Get ready Part 30

Since $p(x) \ge 0$ for all real $x$ , $p(x) \in \mathbb{R}[x]$ . Thus the complex roots of $p(x)$ come in complex conjugate pairs. Moreover, any real root of $p(x)$ must have even multiplicity. Hence we can find complex numbers $z_1,z_2,...,z_n$ such that $p(x) \; =\; A\prod_{j=1}^n(x-z_j)(x-\overline{z}_j)$ where $A > 0$ . Thus $p(x) = |q(x)|^2$ , where $q(x) \; = \; \sqrt{A}\prod_{j=1}^n(x-z_j)$ Thus, if we define $f_1 = \mathfrak{Re}\,q$ and $f_2 = \mathfrak{Im}\,q$ , then $f_1(x),f_2(x) \in \mathbb{R}[x]$ and $p(x) \equiv f_1(x)^2 + f_2(x)^2$ .

We prove this by induction. Note that this polynomial will have to be of even degree. We will show that if it is true for a polynomial of degree $2n$ , it will be true for a polynomial of degree $2n+2$ . Base case $n = 0$ is true. If $k$ is a non negative constant. Then $k = c^2$ , for some c.

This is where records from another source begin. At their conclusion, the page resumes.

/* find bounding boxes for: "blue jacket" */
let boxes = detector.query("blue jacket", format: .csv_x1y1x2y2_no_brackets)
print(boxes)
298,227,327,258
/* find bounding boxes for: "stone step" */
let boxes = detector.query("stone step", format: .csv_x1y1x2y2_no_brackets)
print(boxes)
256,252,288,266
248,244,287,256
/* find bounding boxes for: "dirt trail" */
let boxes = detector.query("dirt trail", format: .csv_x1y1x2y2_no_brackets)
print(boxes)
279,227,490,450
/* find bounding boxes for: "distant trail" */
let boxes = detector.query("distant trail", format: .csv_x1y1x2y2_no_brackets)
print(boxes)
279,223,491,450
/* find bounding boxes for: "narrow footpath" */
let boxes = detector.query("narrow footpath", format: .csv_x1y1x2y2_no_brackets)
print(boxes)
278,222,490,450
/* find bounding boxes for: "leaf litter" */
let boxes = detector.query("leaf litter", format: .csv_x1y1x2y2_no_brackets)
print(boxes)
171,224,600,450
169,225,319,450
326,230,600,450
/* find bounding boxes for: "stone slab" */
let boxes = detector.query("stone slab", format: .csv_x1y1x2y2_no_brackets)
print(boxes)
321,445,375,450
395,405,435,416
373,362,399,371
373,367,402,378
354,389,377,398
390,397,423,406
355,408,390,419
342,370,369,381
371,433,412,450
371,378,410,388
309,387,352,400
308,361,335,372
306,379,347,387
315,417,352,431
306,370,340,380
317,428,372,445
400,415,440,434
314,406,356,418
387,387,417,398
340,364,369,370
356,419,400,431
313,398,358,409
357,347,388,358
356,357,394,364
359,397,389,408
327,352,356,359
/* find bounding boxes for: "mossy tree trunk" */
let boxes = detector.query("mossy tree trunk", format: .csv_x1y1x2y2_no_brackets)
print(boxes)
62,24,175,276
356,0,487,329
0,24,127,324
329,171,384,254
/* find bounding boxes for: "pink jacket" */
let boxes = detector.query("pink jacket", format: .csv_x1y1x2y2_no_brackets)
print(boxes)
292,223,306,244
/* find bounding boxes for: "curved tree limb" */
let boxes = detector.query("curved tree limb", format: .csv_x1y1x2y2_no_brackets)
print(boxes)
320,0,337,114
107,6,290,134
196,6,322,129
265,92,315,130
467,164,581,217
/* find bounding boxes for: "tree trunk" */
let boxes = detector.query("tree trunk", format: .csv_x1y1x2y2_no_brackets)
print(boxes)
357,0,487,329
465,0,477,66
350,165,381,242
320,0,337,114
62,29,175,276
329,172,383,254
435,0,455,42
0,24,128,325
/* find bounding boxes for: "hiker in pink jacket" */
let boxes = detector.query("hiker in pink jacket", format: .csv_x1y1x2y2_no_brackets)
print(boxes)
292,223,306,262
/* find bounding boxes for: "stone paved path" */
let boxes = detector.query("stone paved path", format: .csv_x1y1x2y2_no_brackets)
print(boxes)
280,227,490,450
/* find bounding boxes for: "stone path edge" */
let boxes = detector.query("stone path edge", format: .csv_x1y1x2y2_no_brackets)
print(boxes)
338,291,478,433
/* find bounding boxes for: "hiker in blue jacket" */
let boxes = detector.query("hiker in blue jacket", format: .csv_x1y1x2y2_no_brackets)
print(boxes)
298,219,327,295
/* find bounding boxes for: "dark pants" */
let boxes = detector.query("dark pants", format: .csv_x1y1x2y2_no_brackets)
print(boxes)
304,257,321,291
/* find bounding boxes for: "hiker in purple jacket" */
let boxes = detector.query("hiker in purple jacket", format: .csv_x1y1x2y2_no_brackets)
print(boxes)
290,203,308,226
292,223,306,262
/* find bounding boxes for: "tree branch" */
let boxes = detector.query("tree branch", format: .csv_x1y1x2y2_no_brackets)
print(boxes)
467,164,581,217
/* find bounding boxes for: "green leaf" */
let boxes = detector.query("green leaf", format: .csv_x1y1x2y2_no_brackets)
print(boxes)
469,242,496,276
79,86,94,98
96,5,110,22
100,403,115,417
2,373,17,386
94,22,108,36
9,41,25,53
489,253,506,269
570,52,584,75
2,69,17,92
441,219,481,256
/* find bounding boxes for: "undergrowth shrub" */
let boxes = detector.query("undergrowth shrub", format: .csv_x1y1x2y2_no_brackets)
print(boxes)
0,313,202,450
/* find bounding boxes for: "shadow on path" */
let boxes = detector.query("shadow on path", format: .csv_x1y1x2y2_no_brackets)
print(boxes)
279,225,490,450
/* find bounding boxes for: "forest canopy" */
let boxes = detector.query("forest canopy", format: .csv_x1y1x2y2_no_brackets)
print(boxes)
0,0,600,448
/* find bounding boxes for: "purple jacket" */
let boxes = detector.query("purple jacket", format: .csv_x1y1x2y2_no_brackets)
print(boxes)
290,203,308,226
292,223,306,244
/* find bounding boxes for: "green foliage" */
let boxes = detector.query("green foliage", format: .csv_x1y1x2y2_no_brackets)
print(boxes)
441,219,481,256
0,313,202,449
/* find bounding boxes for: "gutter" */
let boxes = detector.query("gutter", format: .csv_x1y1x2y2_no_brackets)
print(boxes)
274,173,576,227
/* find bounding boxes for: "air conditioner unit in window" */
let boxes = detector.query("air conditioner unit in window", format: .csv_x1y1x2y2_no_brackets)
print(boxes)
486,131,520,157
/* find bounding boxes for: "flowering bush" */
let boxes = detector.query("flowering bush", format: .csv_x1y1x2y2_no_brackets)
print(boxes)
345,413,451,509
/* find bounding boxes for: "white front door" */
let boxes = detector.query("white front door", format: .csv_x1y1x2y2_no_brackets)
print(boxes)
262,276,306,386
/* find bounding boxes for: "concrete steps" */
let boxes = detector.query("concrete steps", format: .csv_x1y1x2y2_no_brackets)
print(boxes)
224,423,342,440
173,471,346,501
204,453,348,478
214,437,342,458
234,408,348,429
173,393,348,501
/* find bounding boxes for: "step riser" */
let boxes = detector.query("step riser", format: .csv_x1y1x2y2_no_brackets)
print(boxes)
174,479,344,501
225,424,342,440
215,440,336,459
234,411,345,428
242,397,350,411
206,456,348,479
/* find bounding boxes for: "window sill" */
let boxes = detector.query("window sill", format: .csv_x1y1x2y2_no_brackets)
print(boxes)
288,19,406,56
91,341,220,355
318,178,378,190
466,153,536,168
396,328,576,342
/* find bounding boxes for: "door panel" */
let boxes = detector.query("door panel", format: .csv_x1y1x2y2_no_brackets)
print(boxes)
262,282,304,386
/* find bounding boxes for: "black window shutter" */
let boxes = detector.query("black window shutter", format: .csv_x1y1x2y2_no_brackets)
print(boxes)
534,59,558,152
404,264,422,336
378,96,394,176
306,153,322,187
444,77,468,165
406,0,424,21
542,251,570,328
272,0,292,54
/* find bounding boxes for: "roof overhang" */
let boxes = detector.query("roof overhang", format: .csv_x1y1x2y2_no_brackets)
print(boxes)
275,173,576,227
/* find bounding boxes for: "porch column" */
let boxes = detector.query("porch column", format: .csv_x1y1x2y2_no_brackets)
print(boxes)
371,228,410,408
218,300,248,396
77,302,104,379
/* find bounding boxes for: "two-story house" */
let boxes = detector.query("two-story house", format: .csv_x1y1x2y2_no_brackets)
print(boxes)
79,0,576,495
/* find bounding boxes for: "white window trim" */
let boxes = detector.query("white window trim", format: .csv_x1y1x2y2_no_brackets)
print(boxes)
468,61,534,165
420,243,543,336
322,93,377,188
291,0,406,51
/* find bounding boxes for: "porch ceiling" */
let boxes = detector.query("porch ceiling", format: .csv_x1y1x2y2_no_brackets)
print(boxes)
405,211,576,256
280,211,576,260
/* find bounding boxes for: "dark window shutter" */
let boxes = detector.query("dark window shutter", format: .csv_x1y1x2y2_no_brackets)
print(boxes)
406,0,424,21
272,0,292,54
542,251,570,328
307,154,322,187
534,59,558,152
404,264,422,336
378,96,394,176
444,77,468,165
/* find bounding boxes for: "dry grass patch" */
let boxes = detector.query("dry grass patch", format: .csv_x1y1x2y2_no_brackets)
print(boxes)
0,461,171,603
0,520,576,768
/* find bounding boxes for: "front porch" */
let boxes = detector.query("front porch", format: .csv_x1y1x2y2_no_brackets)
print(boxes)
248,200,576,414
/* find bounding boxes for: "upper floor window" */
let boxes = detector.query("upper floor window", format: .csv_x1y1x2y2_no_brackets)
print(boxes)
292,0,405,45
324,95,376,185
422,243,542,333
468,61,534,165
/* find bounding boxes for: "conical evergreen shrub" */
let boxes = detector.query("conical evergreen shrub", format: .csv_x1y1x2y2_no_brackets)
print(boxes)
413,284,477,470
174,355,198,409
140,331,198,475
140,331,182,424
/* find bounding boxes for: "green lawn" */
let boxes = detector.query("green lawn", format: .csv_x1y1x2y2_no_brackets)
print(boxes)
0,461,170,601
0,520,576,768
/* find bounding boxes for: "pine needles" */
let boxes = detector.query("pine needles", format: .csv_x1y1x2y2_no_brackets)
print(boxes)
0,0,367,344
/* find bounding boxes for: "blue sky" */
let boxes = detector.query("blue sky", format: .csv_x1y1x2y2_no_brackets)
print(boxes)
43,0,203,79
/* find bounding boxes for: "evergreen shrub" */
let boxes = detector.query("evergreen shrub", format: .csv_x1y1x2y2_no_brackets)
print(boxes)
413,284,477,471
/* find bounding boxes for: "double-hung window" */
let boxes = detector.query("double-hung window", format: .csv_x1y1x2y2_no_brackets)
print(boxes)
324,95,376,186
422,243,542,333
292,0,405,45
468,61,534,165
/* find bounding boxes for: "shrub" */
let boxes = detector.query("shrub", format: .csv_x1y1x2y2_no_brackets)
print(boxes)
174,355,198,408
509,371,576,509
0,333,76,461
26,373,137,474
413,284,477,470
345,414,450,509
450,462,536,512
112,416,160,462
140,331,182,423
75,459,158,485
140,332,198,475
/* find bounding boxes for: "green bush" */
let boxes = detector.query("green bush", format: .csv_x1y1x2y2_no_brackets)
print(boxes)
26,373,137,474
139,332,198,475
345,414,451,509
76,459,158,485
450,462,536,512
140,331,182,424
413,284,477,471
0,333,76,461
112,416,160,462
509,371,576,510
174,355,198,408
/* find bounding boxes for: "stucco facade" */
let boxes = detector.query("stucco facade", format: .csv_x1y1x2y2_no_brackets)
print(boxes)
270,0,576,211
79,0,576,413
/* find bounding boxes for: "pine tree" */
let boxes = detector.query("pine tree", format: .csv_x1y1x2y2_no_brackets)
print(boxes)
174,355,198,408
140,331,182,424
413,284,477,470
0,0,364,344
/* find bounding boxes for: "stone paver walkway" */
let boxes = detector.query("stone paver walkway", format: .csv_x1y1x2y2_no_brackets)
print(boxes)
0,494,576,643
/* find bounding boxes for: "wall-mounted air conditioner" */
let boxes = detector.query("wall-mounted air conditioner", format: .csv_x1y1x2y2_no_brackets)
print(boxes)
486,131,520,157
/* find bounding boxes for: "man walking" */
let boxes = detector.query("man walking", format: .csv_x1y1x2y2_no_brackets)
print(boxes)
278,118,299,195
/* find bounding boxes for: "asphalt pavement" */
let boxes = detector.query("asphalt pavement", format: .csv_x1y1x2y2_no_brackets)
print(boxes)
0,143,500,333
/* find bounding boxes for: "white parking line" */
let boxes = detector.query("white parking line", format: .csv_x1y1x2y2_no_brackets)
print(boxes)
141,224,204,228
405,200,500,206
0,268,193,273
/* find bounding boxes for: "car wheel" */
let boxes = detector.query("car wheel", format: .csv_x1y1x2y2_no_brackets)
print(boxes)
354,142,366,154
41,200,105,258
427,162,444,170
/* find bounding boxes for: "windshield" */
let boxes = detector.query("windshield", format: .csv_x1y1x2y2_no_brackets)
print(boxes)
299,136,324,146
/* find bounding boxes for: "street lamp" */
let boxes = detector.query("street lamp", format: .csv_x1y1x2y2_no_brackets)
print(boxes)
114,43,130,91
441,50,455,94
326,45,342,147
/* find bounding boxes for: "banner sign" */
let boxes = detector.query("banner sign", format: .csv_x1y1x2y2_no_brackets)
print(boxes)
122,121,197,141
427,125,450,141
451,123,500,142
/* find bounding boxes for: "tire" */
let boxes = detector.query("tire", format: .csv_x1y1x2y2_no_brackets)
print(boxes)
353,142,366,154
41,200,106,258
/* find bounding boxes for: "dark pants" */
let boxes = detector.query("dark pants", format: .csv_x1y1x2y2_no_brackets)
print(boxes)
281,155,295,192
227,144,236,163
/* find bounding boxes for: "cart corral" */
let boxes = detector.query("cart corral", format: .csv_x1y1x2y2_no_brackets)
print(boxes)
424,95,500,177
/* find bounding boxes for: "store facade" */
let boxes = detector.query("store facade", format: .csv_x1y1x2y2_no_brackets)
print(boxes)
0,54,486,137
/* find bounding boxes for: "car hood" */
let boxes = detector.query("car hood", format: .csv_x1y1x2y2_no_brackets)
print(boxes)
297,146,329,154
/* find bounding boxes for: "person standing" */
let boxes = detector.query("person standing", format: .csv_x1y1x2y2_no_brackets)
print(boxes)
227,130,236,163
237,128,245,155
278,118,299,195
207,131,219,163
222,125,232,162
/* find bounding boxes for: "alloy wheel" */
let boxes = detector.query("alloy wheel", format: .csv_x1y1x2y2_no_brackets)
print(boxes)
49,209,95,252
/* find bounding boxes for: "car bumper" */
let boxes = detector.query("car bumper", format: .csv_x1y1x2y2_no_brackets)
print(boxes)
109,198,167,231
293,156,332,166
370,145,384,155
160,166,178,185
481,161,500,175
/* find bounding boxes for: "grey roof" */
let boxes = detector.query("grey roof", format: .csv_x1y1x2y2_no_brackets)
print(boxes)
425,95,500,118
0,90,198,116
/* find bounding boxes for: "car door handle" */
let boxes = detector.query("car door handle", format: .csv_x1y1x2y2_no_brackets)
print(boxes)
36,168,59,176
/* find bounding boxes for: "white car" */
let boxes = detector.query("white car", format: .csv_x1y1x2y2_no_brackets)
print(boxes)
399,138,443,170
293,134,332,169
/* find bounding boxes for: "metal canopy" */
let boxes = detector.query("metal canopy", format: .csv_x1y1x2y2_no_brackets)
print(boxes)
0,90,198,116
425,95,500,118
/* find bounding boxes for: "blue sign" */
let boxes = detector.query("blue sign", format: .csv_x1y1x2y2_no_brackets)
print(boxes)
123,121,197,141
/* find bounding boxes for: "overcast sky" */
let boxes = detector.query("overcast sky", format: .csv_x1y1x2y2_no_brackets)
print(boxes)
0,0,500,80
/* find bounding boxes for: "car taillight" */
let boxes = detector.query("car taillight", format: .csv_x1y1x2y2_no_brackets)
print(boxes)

Let $p(x)$ be a polynomial of degree $2n+2$ . If $p(x)$ is non negative for all real $x$ , then $p(x) = f(x) + c^2$ , where $f(x)$ has root $r$ of multiplicity at least 2. Then $p(x) = (x - r)^2h(x) + c^2$ . Since $(x - r)^2 \geq\ 0$ for all real $x$ , and $f(x) \geq\ 0$ for all real $x$ , $h(x) \geq\ 0$ for all real $x$ . By the induction hypothesis, $h(x) = f_1\left(x\right)^2+f_2\left(x\right)^2+..+f_m\left(x\right)^2$ ( $h(x)$ is of degree $2n$ ). Then $p(x) = \left(\left(x-r\right)f_1\left(x\right)\right)^2+\left(\left(x-r\right)f_2\left(x\right)\right)^2+..+\left(\left(x-r\right)f_m\left(x\right)\right)^2+c^2$ . Thus $p(x)$ has been expressed as a sum of the squares of a finite number of polynomials. Hence the conjecture is true.